When the Tigers plot a course to trim the damage on a pitching staff that gave up the highest ERA in the American League last year, McCann will go through a similar process.
One of the Tigers' few bright spots from last year was the progress of McCann, who was thrust from a backup role when the season began into an everyday role in his first full Major League campaign when Alex Avila went on the disabled list. Around midseason, McCann worked with manager Brad Ausmus to take on responsibility for game plans, collecting scouting information and statistical tendencies on opposing hitters, and meshing that with pitchers' strengths. The resulting plan had to be simple enough to execute in a game without overwhelming McCann or the pitcher.
Essentially, Ausmus did with McCann what coaches did with him when he was a young catcher.

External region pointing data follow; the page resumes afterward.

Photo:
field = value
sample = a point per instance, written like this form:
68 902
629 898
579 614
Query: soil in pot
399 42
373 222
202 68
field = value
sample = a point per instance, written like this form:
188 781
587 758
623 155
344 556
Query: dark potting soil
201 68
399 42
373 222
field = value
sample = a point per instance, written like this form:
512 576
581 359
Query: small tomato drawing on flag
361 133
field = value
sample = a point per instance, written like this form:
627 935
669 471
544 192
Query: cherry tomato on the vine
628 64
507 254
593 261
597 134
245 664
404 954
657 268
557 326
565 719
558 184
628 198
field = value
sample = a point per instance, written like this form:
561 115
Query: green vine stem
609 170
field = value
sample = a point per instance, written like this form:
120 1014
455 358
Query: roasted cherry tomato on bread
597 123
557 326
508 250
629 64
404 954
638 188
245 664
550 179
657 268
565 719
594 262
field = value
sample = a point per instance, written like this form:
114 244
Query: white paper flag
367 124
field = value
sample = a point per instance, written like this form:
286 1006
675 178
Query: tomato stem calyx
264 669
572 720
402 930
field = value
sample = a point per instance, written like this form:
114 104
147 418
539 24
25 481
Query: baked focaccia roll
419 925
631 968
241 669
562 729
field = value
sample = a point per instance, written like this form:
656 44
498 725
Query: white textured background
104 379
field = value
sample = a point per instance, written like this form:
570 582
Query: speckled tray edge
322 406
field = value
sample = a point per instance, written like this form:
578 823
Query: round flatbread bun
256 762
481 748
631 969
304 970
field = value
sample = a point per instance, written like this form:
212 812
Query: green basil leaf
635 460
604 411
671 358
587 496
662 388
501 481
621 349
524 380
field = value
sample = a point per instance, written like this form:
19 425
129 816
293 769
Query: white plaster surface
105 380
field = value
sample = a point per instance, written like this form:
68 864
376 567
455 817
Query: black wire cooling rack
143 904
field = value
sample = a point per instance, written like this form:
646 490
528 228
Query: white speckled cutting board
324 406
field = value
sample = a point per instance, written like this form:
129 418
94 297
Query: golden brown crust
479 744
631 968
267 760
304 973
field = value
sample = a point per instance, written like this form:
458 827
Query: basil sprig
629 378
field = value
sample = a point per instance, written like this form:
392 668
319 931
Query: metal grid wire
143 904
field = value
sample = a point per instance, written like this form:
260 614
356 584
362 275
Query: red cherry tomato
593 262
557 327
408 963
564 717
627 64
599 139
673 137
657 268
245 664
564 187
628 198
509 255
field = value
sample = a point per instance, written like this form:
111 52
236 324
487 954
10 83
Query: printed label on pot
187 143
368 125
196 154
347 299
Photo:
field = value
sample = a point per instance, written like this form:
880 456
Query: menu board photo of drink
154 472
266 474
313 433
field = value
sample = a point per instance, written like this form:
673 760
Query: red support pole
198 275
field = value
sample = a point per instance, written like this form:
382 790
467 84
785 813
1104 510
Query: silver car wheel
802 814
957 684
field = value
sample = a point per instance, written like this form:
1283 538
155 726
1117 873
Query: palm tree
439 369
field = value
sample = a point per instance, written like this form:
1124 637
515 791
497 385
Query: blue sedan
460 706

"The biggest thing that I took from last year was how to use all the information that's available and put together a scouting report that is usable," McCann said. "There's so many numbers out there, you can't go into a game and think, 'OK, on 0-2 [counts], this guy hits this or doesn't hit this.' You have to be able to take all the information and kind of categorize it. That's what [Ausmus] was really able to help me do."
Expect them to build on that for Year 2. The information flow increases with the build-out of the Tigers' new analytics department. The plan must remain simple.
"I think the scouting reports that we handed to him in the middle of last year, the research that we asked him to start doing, was a really good first step," Ausmus said. "I think over time he's probably going to take that framework that was given to him and mold it a little bit into what he finds usable. But experience is the most important factor for a catcher."